A List implementation backed by multiple small arrays rather than the traditional single large array.
Kevin L. Stern
kevin.l.stern at gmail.com
Tue Apr 13 11:18:48 UTC 2010
Hi Martin,
It's interesting to note that the old circular list trick will not suffice
to turn this data structure into a deque since we might be copying all n
elements back to the front = 0 position every n^(1/2) operations (add
wouldn't amortize to O(1)). We could use the old two stacks trick (push
elements onto one stack, flip (the bottom) half (of) the elements to the
'other' stack when the 'other' stack becomes empty), mentioned in
[Brodnik99resizablearrays], but I find this to be a bit CS 101. In
[Brodnik99resizablearrays] the authors suggest a method for making all
blocks roughly the same size, allowing us to expand/shrink capacity at the
beginning or the end; this is the approach that I will take to create a
deque.
The FAQ for the Sun Contributor Agreement Q3 (
http://www.sun.com/software/opensource/contributor_agreement.jsp#sa_3)

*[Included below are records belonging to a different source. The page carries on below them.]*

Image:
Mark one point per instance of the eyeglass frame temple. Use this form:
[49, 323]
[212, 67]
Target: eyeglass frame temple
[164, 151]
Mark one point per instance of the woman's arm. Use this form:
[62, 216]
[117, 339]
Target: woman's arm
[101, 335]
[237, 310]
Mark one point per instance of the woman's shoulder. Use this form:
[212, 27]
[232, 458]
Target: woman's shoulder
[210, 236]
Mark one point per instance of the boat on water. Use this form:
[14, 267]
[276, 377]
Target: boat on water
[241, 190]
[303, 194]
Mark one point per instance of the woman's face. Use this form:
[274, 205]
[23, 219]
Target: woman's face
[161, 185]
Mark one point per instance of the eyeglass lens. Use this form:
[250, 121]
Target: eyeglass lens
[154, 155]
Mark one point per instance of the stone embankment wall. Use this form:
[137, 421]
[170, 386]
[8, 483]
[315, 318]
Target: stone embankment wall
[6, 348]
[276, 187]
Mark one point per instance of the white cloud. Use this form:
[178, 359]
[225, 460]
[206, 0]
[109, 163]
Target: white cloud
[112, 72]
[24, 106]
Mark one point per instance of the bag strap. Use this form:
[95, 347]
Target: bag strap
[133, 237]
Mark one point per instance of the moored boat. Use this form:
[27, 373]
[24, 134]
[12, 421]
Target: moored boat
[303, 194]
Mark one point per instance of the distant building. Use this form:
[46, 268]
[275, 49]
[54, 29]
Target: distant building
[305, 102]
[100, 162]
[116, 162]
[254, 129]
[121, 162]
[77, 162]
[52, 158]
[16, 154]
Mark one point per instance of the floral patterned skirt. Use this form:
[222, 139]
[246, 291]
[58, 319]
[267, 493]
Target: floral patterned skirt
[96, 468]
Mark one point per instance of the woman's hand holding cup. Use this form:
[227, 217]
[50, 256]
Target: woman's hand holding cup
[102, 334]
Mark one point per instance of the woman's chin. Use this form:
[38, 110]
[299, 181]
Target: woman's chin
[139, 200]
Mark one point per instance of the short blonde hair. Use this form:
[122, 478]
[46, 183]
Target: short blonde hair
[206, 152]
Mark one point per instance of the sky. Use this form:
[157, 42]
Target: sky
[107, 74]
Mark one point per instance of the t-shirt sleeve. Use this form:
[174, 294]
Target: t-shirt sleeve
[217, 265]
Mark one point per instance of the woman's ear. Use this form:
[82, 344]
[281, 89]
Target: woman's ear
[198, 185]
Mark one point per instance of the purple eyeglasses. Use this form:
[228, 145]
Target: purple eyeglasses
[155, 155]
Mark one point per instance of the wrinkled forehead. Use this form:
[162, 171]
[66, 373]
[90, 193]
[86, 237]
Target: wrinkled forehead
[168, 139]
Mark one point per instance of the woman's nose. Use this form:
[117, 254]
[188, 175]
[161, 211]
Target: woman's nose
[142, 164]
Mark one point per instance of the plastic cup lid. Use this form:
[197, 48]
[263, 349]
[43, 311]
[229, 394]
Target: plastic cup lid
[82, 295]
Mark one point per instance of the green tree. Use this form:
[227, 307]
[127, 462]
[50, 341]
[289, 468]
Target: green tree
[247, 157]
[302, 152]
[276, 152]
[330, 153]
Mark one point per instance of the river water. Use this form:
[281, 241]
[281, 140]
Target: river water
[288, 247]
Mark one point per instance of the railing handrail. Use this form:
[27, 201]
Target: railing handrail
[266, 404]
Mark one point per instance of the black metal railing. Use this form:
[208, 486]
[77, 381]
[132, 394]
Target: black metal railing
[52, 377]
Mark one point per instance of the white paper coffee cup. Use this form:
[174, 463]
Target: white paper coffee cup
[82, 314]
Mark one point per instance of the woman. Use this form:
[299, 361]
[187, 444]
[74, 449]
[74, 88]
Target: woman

indicates that one should check with the project to determine where the SCA
should be sent. Do you know where I would find this information?
Kevin
@MISC{Brodnik99resizablearrays,
author = {Andrej Brodnik and Svante Carlsson and Erik D. Demaine and J.
Ian Munro and Robert Sedgewick},
title = {Resizable Arrays in Optimal Time and Space},
year = {1999}
}
On Sun, Apr 11, 2010 at 4:17 PM, Martin Buchholz <martinrb at google.com>wrote:
> Hi Kevin,
>
> Thanks for your continuing work on this.
>
> I like the test results, and agree with your analysis.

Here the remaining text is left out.